In the United Kingdom, growth since the mid-2016 vote to leave the European Union has been more resilient than expected. While investment growth has slowed somewhat, consumption growth has picked up and net exports have made a strong positive contribution. Surveyed business conditions and consumer confidence are at or above average, suggesting continued moderate growth. The sharp depreciation of the sterling has put upward pressure on inflation and is expected to continue to do so for a while. Formal negotiations on the terms of the withdrawal from the European Union began in late March.

Commodity Prices

Developments in global commodity prices have been varied since the previous Statement, reflecting a range of commodity-specific factors. The prices of iron ore and oil have declined, while coking coal prices have risen sharply (Table 1.1; Graph 1.16). The prices of rural commodities and base metals are little changed. Notwithstanding recent developments, commodity prices increased over 2016 and early 2017, resulting in a sizeable rise in Australia's terms of trade, but are expected to decline over the forecast period (see the ‘Economic Outlook’ chapter).

The spot price of iron ore has fallen sharply since the previous Statement, but remains well above its trough in late 2015; a fall has been expected for some time (Graph 1.17). Prices were supported through late 2016 and into 2017 by Chinese infrastructure spending and property construction. Prices declined alongside reports that Chinese steel mills started to draw down on inventories, which reduced activity in the spot market.
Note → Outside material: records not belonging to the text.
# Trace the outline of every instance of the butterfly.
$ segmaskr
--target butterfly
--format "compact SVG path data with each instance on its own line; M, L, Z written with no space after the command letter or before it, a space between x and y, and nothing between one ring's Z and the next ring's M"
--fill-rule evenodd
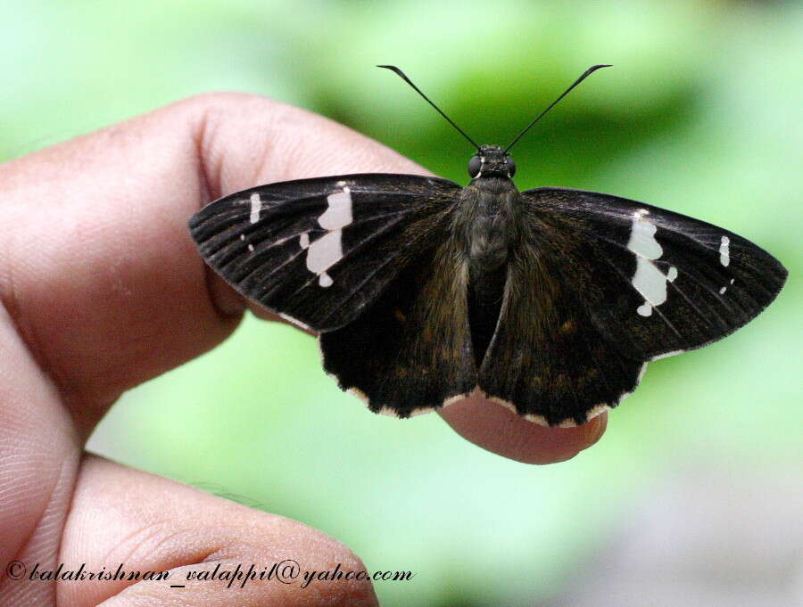
M469 184L358 174L269 184L189 222L245 298L319 334L325 371L399 417L478 390L550 426L586 422L647 363L741 327L787 272L721 227L594 192L519 192L510 147L475 146Z

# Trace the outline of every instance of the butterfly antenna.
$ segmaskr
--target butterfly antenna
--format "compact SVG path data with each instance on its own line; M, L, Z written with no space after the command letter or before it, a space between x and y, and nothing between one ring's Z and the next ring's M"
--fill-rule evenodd
M526 133L528 130L530 130L530 127L531 127L534 124L535 124L536 122L538 122L538 120L540 120L542 118L543 118L543 115L546 114L546 112L548 112L550 110L551 110L551 109L558 103L558 102L559 102L559 101L560 101L561 99L563 99L566 95L567 95L567 94L569 94L569 91L571 91L575 86L576 86L577 85L579 85L581 82L583 82L585 78L587 78L589 76L591 76L593 72L595 72L595 71L596 71L597 70L599 70L600 68L610 68L610 67L612 67L612 66L608 65L608 64L604 64L604 65L592 65L592 66L590 67L588 70L586 70L585 72L583 74L583 76L581 76L580 78L578 78L575 81L575 84L573 84L571 86L569 86L567 89L566 89L566 90L563 92L563 94L561 94L559 97L558 97L558 99L556 99L556 100L553 101L551 103L550 103L550 107L548 107L546 110L544 110L543 111L542 111L542 112L538 115L538 118L536 118L536 119L535 119L534 120L533 120L530 124L528 124L527 127L526 127L526 128L525 128L521 133L518 134L518 135L516 137L516 139L513 140L513 143L510 144L508 147L505 148L505 153L508 153L508 150L509 150L511 147L513 147L513 144L514 144L516 142L517 142L519 139L521 139L522 135L523 135L525 133Z
M454 127L456 129L458 129L458 131L459 131L460 135L462 135L464 137L466 137L466 139L468 139L474 147L476 147L477 150L479 150L479 145L475 144L474 140L471 137L469 137L468 135L466 135L465 131L463 131L462 128L460 128L456 124L454 124L454 122L451 120L451 118L449 118L446 114L444 114L443 111L441 111L441 108L439 108L437 105L433 103L432 101L429 99L429 97L427 97L426 94L424 94L421 92L421 89L418 88L418 86L416 86L413 84L413 81L410 80L409 78L407 78L407 75L403 71L399 70L399 68L397 68L395 65L377 65L377 68L385 68L385 70L390 70L392 71L396 72L396 74L399 76L399 78L401 78L407 84L409 84L410 86L412 86L414 89L416 89L416 92L418 94L420 94L422 97L424 97L424 99L426 100L427 103L429 103L432 107L434 107L435 110L437 110L438 113L449 121L449 124L451 124L452 127Z

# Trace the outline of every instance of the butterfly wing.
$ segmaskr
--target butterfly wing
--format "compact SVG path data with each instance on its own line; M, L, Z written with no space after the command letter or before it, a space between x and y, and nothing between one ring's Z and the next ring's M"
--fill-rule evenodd
M650 360L733 332L777 295L786 270L722 228L616 196L522 193L480 388L550 425L615 406Z
M417 257L364 314L320 336L324 369L372 411L409 417L476 386L468 271L450 223L432 225Z
M244 296L330 331L379 296L459 190L412 175L287 181L215 201L189 226L206 262Z

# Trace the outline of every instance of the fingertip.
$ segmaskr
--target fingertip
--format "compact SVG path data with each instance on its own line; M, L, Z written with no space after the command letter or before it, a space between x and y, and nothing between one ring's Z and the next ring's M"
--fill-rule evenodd
M474 394L440 411L451 428L469 442L524 463L557 463L596 443L605 432L603 413L574 428L546 427Z

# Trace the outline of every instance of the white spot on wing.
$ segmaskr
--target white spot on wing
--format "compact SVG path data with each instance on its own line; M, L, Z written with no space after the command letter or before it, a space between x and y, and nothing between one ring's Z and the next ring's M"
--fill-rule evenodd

Further declines in the iron ore price are widely expected as low-cost global supply continues to come online over the next year or so and because demand from China is expected to wane.

The spot price of premium hard coking coal has been volatile over the past six months (Graph 1.18). Earlier this year, prices declined from their mid-November peak as seaborne supply returned to more normal levels following supply disruptions in late 2016. More recently, prices increased sharply after Cyclone Debbie damaged key railway networks and shut down coal shipping ports in the Bowen Basin in Queensland, although trading in the spot market at that time was very limited. The region is estimated to account for more than half of the global seaborne coking coal market and around one-third of Australia's coal exports. Coking coal contract negotiations for the June quarter have been delayed, as producers wanted to assess the impact of the cyclone before agreeing to a price.

The spot price of thermal coal has been relatively stable in the year to date. In March, Chinese authorities announced that the ‘276 working day policy’ would not be reintroduced, but that they would still target a reduction in overcapacity in the Chinese coal industry. Thermal coal exports are expected to be less affected by Cyclone Debbie. A benchmark price for the 2017 Japanese fiscal year contract is yet to be agreed. However, the majority of Australia's thermal coal exports are understood to be sold on the spot market.

Oil prices are lower since the previous Statement, but remain well above their low level in early 2016 (Graph 1.16). Since the start of the year, members of both the Organization of the Petroleum Exporting Countries (OPEC) and non-OPEC countries have been generally implementing the agreed production cap. However, increases in US crude oil production have weighed on oil prices.